Thanks tinyliny. She is a cutie and she will try to ham up to you, but she learned a young age what will not be tolerated. I want her to be a well mannered horse when she is older. Plus i personally can not stand when a horse is pushing and disrespectful. My mother has a Haffie that is just a brat and I can't stand it.


----------



## 2horses (Oct 11, 2009)

No critique from me, but I had to say that she is absolutely adorable. Haffies are irresistible, and the Gypsy cross just makes her even cuter. I think I want to steal her!


----------



## stevenson (Sep 12, 2011)

she is just a doll !! I dont think her weight is an issue, considering her breed. Those are kinda chunky horses and drafts of any size are not meant to look like a TB .  She will tone up with line driving or round pen work.


----------



## Skyseternalangel (Jul 23, 2011)

ladygodiva1228 said:


> The three of them get 25lbs of hay in the morning and 25lbs at night. It is scattered around the paddock in several piles. She will eat for a little bit then run around playing with her ball, then go eat some more and then go play. Unlike the two adults who will not move their heads out of a pile until it is gone.
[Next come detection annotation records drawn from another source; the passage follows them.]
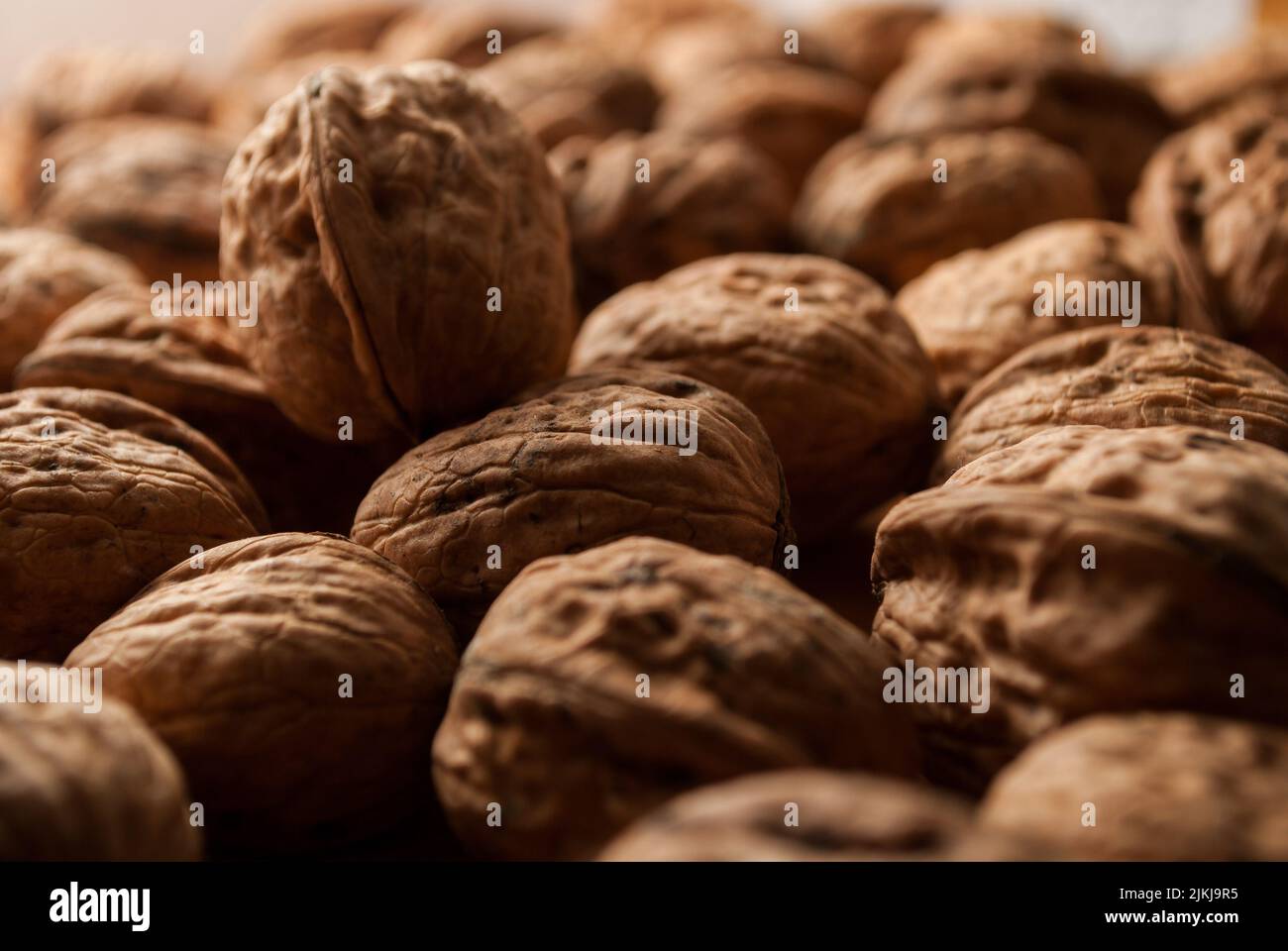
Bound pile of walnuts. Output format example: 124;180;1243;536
0;0;1288;861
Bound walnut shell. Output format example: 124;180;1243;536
931;324;1288;482
599;770;1047;862
980;714;1288;862
14;283;404;534
896;220;1195;403
872;425;1288;788
867;38;1172;219
0;661;201;862
0;228;142;388
550;132;793;308
353;370;795;637
796;129;1102;288
571;254;937;540
434;537;917;858
222;61;576;442
657;61;868;193
1132;107;1288;368
67;535;458;857
0;389;265;661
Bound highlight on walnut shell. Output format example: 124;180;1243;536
67;535;458;857
931;325;1288;482
0;389;266;661
352;369;795;638
872;427;1288;790
434;537;917;858
795;129;1102;288
570;254;937;540
980;712;1288;862
599;770;1052;862
222;59;576;442
0;661;201;862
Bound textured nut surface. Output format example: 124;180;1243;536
0;389;263;660
222;60;576;442
0;228;141;388
657;61;870;191
980;714;1288;862
932;325;1288;482
14;283;403;534
896;220;1190;403
872;427;1288;788
599;770;1046;862
0;661;201;862
67;535;458;856
796;129;1102;287
550;132;793;308
353;370;793;637
571;254;937;539
434;539;917;858
33;116;233;281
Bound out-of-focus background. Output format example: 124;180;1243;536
0;0;1282;89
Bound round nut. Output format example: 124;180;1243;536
931;325;1288;482
599;770;1047;862
980;714;1288;862
896;220;1195;404
67;535;458;857
0;228;142;388
0;389;263;661
872;425;1288;789
571;254;937;539
353;370;795;637
550;132;793;308
434;539;918;858
0;661;201;862
222;61;576;442
796;129;1102;288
What's her paddock like? You group feed via piles, which is near impossible to manage her weight then. 

Well if I had a horse like her, I'd make changes so she was at a healthier weight. But it's your horse, your chioce.


----------



## ladygodiva1228 (Sep 5, 2012)

Skyseternalangel said:


> What's her paddock like? You group feed via piles, which is near impossible to manage her weight then.
> 
> Well if I had a horse like her, I'd make changes so she was at a healthier weight. But it's your horse, your chioce.


 
One big dirt paddock that has some hills. We are expanding it this Fall, but until then she is stuck in that one. 

It looks like she will be getting worked more to help burn off some of those extra calories. I would hate to see what she would look like if I didn't take her off grain. 

I have a feeling she is going to be the one who gets ridden the most when the time comes.


----------